Antes de poder aislar el sonido de un agujero negro de los datos de LIGO, los científicos deben imaginarse cómo sonaría un objeto así. Trabajando con colegas del proyecto Simulating eXtreme Spacetimes (SXS) se usará SUGAR y las ecuaciones de Einstein para crear modelos de ondas gravitacionales de la colisión de agujeros negros. SXS es un proyecto colaborativo con el Caltech y Cornell.
Los agujeros negros son masivos campos gravitacionales en el Universo que resultan del colapso de estrellas gigantes. Como los agujeros negros absorben luz, no pueden ser estudiados usando telescopios u otros instrumentos que recaen en ondas de luz. Sin embargo, los científicos creen que puden aprender más sobre estos objetos al escuchar sus ondas gravitacionales.

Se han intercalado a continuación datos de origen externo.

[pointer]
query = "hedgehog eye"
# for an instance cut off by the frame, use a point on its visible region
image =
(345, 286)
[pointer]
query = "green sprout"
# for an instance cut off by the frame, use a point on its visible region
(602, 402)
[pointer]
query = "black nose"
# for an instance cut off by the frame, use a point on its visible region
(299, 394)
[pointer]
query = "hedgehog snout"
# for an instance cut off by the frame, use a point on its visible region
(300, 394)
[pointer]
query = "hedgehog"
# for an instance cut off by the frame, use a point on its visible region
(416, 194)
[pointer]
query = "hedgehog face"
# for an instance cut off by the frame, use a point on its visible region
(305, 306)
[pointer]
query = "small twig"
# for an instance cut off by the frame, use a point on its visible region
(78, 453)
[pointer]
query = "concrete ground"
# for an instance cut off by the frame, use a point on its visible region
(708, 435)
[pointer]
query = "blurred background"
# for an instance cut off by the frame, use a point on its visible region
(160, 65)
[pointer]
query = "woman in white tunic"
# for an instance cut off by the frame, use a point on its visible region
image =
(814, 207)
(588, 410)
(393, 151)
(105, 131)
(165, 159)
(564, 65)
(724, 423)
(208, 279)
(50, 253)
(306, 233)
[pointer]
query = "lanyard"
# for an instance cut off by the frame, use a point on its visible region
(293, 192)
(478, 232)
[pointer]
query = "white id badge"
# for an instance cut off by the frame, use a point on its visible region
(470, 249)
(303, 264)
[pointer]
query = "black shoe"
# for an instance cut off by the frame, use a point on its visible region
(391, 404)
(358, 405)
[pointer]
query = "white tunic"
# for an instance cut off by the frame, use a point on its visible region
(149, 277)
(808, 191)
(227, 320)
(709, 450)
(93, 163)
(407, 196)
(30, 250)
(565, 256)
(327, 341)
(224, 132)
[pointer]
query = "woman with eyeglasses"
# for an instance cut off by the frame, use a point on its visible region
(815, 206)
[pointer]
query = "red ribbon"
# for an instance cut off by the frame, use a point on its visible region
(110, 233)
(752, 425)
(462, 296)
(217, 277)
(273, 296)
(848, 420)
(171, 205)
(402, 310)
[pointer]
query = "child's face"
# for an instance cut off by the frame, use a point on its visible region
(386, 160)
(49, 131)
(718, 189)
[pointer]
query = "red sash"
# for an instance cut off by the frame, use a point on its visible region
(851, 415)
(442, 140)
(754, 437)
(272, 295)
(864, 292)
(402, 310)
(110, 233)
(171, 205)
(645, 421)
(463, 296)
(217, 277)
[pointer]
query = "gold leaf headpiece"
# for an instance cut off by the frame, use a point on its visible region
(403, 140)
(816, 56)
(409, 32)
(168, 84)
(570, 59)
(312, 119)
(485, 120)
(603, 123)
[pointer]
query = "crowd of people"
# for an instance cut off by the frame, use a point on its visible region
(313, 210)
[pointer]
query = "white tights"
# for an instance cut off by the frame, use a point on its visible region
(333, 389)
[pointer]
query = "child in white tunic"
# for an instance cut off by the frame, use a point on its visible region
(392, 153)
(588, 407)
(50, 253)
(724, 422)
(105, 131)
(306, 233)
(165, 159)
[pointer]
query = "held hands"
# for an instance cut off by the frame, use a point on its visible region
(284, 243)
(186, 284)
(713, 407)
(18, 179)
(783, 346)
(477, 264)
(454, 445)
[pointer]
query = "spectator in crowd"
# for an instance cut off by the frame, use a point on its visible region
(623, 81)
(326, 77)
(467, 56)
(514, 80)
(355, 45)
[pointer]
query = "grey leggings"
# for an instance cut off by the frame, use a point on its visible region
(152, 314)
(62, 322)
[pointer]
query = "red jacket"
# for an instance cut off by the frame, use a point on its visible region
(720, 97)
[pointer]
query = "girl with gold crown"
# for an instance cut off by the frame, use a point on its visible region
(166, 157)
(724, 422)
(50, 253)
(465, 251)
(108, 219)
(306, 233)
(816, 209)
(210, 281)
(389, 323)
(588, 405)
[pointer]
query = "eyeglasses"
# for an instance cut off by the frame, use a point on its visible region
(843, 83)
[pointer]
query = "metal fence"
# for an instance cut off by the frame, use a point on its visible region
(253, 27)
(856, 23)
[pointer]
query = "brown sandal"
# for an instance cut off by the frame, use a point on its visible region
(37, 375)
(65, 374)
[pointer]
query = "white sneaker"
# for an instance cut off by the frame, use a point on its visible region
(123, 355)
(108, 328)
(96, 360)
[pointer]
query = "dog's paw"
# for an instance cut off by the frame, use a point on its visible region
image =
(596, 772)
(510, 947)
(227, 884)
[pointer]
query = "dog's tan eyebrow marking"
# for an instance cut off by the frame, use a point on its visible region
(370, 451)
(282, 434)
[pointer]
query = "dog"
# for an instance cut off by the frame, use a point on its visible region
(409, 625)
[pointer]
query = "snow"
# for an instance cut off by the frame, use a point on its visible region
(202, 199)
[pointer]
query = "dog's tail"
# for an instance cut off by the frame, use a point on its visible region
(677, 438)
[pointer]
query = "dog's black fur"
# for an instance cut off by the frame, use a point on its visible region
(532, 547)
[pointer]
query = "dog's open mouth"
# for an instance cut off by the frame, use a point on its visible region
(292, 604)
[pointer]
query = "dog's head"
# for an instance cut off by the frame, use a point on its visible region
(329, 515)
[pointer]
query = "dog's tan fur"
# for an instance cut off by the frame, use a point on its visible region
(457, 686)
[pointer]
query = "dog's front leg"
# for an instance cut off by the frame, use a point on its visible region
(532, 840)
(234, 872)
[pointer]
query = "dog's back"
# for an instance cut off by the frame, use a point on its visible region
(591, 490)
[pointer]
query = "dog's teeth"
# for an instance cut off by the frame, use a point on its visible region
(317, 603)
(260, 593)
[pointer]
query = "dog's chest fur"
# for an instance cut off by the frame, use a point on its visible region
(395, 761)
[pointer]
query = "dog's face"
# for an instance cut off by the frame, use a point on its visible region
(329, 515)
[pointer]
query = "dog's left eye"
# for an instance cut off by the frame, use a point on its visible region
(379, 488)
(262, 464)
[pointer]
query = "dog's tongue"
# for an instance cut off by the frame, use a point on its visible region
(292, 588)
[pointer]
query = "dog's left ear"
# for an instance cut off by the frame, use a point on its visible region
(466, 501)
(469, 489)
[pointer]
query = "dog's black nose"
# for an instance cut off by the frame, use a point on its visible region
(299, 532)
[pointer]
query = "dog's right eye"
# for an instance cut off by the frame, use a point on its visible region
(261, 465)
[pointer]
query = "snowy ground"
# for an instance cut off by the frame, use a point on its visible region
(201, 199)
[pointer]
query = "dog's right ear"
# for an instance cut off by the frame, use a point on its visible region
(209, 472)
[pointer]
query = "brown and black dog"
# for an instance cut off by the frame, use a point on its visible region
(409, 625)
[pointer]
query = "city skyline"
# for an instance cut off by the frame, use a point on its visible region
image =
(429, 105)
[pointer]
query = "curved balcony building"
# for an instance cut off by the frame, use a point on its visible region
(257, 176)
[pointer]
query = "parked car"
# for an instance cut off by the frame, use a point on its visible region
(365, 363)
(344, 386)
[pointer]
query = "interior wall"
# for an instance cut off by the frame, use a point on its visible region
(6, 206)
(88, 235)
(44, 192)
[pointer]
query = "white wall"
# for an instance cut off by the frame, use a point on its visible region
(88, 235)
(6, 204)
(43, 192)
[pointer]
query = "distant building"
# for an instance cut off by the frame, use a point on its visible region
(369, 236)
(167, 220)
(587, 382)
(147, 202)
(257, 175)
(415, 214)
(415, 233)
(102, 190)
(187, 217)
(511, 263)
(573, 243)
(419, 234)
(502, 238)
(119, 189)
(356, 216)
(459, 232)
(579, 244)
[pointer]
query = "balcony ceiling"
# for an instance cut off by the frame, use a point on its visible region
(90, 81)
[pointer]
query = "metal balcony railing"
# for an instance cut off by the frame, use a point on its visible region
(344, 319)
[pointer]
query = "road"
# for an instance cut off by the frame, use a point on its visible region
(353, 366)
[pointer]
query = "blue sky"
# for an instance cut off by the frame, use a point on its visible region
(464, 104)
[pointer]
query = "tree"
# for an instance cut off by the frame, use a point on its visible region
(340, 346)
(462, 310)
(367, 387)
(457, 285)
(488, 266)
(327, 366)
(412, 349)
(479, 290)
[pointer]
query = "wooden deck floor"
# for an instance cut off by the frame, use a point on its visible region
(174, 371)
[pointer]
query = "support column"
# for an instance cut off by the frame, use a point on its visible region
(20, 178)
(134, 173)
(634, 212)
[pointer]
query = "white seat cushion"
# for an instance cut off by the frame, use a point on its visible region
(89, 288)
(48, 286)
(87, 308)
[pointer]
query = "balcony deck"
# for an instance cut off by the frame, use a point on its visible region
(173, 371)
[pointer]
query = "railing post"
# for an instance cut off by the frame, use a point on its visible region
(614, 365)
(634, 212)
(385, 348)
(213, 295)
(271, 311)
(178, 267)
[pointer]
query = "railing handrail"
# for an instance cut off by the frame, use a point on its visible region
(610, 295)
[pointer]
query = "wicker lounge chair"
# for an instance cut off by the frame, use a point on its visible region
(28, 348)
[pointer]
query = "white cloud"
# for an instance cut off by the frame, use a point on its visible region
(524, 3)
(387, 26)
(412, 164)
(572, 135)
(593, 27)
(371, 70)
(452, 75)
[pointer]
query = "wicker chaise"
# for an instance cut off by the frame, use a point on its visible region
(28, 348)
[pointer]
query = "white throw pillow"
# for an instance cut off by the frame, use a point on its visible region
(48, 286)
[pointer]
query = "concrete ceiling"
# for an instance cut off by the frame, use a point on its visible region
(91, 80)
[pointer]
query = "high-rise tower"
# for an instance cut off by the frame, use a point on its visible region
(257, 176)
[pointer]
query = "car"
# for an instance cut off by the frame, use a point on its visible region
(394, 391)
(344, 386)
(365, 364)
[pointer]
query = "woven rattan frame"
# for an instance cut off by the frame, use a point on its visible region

En realidad, con los instrumentos actuales, sí se puede estudiar a estas criaturas cósmicas, pero de manera indirecta, a través de las pertubaciones que generan en las estrellas cercanas y los jets de materia que expulsan. Lo que se propone ahora es otra forma de estudio complementaria.
Duncan Brown, miembro del Grupo de Ondas Gravitacionales de la Universidad de Syracuse, que está ensamblando SUGAR dice: “Buscar las ondas gravitacionales es como escuchar al Universo. Diferentes clases de eventos producen diferentes diseños de ondas. Nosotros queremos intentar extraer un diseño de onda -un sonido especial- que concuerde con nuestro modelo, de todo el ruido de los datos de LIGO”.
Hacen falta masivas cantidades de poder computacional y almacenamiento de datos, analizar los datos contra los modelos de ondas. SUGAR es una colección de 80 computadoras, con 320 CPUs de poder y 640 gigabytes de memoria RAM. Ah, y tiene 96 Terabytes de espacio de disco para almacenar los datos.
También hace falta una red óptica de alta velocidad dedicada para transferir los datos entre Caltech y SU. Para lograrlo, la SU en colaboración con NYSERNet crearon una senda especial para los datos LIGO en la red de fibra óptica de alta velocidad que cruza los Estados Unidos.
Tanto la supercomputadora como la red estarían corriendo a finales de febrero. Una vez que los datos se transfieran, Brown y sus colegas estarán escuchando la “sinfonía cósmica”.
El científico reflexionó que “Nunca vimos la Teoría de Einstein en esta forma”.